HIV Antibody Screening (1992)

View original publication  


  • Obtaining a history of sexual behaviour and injection drug use and offering counselling has limited sensitivity for identifying HIV-positive people in the general population, but its inclusion is likely to increase detection of risk behaviours. Its inclusion in the periodic health examination of asymptomatic people in the general population is based on expert opinion.
  • Recommendations for HIV antibody screening must consider characteristics of the screening manoeuvre, particularly sensitivity and specificity, and the availability of treatment for asymptomatic seropositive people. There is insufficient evidence to recommend the inclusion or exclusion of HIV antibody screening among pregnant women. Because the prevalence of HIV infection is lower in Canada than in the United States the generalizability of the U.S. studies is questionable. Even with excellent test characteristics the positive predictive value cannot be perfect with a low prevalence rate. Screening should be considered for those in large cities because of the low sensitivity of targeted screening and better compliance with routine screening.
  • HIV antibody screening should be offered to people with high-risk behaviours or those in high-risk groups because of good evidence of the effectiveness of early treatment in delaying the development of AIDS and the efficacy of aerosol pentamidine prophylaxis. However, labelling is a problem and there is no information about the long term effects of treatment.
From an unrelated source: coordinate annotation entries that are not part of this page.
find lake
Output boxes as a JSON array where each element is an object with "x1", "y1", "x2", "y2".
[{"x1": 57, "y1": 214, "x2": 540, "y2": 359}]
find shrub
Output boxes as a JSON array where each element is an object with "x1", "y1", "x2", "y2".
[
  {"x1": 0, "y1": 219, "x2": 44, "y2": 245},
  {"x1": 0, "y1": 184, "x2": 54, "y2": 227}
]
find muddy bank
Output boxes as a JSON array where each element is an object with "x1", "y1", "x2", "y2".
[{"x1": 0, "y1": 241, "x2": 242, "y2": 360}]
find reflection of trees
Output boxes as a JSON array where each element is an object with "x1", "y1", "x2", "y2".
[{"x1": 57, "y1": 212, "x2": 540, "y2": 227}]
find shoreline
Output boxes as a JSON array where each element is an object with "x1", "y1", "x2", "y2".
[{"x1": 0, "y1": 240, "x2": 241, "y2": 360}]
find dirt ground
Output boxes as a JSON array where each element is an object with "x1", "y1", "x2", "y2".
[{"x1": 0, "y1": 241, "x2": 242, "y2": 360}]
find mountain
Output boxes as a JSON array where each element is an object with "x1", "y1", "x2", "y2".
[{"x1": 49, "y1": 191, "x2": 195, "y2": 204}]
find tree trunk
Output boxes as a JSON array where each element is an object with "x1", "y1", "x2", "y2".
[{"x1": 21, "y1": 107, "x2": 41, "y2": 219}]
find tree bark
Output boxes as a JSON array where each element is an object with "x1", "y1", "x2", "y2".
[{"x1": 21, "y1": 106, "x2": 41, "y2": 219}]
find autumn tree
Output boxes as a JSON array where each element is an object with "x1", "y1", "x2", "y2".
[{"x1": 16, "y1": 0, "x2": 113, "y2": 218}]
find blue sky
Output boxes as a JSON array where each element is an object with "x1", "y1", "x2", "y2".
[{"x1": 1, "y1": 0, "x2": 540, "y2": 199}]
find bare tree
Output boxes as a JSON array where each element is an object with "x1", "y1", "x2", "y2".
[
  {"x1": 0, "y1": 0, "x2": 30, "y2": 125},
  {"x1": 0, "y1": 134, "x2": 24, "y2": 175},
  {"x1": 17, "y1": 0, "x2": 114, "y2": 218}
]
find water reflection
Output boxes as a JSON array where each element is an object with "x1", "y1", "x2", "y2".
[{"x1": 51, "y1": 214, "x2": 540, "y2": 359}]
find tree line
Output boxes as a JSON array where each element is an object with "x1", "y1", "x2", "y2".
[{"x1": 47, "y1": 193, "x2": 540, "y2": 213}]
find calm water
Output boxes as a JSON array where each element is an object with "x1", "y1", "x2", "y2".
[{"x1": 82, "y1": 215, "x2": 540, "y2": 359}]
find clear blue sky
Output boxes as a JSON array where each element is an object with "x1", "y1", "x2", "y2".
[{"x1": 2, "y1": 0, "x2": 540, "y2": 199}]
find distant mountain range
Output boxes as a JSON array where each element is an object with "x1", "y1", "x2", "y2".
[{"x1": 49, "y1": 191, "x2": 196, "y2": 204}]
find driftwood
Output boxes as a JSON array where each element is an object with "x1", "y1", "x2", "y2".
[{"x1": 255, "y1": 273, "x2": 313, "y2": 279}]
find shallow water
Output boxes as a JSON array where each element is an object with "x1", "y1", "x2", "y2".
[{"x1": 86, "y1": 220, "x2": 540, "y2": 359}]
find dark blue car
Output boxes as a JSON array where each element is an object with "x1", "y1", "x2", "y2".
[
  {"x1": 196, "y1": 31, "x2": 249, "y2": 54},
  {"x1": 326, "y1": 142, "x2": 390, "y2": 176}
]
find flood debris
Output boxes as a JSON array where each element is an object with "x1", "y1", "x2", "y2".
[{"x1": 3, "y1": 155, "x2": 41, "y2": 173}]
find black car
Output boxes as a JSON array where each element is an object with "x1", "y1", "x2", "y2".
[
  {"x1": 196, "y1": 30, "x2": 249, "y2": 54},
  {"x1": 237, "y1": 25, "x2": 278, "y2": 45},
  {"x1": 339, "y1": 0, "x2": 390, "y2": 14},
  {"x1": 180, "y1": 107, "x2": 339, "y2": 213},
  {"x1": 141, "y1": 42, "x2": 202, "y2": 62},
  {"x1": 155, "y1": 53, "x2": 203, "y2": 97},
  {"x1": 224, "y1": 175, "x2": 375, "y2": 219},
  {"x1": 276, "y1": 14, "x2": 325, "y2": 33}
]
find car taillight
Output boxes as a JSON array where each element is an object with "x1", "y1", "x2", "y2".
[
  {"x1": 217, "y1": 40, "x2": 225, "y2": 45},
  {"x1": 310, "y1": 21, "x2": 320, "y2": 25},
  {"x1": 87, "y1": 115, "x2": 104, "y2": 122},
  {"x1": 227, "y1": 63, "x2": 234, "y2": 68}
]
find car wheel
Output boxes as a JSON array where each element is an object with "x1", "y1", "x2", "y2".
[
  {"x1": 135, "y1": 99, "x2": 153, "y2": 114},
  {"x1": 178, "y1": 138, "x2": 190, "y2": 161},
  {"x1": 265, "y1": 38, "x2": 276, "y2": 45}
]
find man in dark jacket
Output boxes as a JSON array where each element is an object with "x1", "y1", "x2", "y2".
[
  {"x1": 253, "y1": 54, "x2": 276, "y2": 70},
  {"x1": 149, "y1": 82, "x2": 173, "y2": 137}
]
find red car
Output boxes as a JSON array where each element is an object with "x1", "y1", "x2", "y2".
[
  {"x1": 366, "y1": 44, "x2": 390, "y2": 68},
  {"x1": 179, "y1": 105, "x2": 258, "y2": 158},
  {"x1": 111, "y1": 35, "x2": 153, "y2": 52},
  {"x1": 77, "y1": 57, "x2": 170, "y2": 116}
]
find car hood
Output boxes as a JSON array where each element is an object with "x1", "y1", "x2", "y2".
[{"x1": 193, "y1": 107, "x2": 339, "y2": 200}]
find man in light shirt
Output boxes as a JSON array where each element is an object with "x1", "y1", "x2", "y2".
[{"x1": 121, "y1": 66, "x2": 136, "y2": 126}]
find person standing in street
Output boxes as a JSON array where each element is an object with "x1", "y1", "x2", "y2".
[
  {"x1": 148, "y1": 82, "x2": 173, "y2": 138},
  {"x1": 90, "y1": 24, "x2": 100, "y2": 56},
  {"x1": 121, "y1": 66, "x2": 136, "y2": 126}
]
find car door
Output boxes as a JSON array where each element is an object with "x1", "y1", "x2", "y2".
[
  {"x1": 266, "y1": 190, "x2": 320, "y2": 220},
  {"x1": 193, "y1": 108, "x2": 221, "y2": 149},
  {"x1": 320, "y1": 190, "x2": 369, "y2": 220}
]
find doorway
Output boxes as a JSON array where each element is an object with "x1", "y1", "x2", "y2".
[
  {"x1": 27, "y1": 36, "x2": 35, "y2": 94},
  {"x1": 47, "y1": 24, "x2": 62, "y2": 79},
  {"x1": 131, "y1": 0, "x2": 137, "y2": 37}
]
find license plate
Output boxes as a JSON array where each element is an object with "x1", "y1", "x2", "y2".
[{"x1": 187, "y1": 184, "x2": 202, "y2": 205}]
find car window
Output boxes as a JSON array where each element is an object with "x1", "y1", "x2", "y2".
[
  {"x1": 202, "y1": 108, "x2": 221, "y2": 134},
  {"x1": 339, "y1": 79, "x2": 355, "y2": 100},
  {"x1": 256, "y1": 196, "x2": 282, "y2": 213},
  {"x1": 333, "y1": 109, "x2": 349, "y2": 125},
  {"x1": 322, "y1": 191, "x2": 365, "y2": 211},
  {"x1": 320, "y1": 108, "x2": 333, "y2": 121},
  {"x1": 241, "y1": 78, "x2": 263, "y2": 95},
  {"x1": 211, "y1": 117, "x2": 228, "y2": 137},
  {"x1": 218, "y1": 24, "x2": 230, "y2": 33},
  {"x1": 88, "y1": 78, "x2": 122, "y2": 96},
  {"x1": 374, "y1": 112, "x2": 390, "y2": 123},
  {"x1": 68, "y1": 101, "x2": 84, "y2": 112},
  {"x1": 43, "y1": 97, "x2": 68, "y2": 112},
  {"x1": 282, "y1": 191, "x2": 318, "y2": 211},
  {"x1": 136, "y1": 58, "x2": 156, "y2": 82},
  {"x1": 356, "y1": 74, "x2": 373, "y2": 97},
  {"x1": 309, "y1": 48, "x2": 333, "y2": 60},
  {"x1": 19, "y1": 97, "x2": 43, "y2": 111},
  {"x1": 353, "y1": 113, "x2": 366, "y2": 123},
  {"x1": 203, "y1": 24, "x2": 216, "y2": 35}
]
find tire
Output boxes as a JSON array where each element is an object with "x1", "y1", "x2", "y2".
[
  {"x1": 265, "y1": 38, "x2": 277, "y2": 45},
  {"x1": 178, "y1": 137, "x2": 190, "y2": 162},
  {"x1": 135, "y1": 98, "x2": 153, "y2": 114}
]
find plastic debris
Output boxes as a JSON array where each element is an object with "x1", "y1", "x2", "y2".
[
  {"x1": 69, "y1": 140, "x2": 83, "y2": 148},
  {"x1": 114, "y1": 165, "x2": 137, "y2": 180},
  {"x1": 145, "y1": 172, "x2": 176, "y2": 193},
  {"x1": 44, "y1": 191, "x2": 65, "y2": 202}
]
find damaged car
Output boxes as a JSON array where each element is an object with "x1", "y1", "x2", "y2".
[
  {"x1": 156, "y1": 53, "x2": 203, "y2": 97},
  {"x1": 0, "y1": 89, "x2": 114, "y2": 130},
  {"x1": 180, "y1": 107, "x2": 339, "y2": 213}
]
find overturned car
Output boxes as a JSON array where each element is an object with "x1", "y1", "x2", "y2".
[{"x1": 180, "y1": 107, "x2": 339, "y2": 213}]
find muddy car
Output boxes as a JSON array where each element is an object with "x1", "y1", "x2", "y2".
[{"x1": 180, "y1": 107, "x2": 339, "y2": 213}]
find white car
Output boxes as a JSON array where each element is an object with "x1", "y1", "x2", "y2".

  • Other interventions that might be offered to those found to have HIV infection include prolonged treatment for specific secondary infections and changes in vaccination schedules. In addition, cohort studies suggest that testing followed by counselling may reduce the spread of HIV infection among injection drug users and homosexual men.
  • There is fair evidence to recommend HIV antibody screening for neonates of HIV-positive women; however; antibody screening is not specific or sensitive, and diagnostic tests, such as the viral DMA polymerase chain reaction or virus isolation, must be done. Follow-up and vaccinations will be different for seropositive children.
  • There is insufficient evidence to recommend the inclusion or exclusion of HIV antibody screening in low-risk populations. The harm caused by false-positives results is balances by any treatment benefits gained by the few seropositive people identified.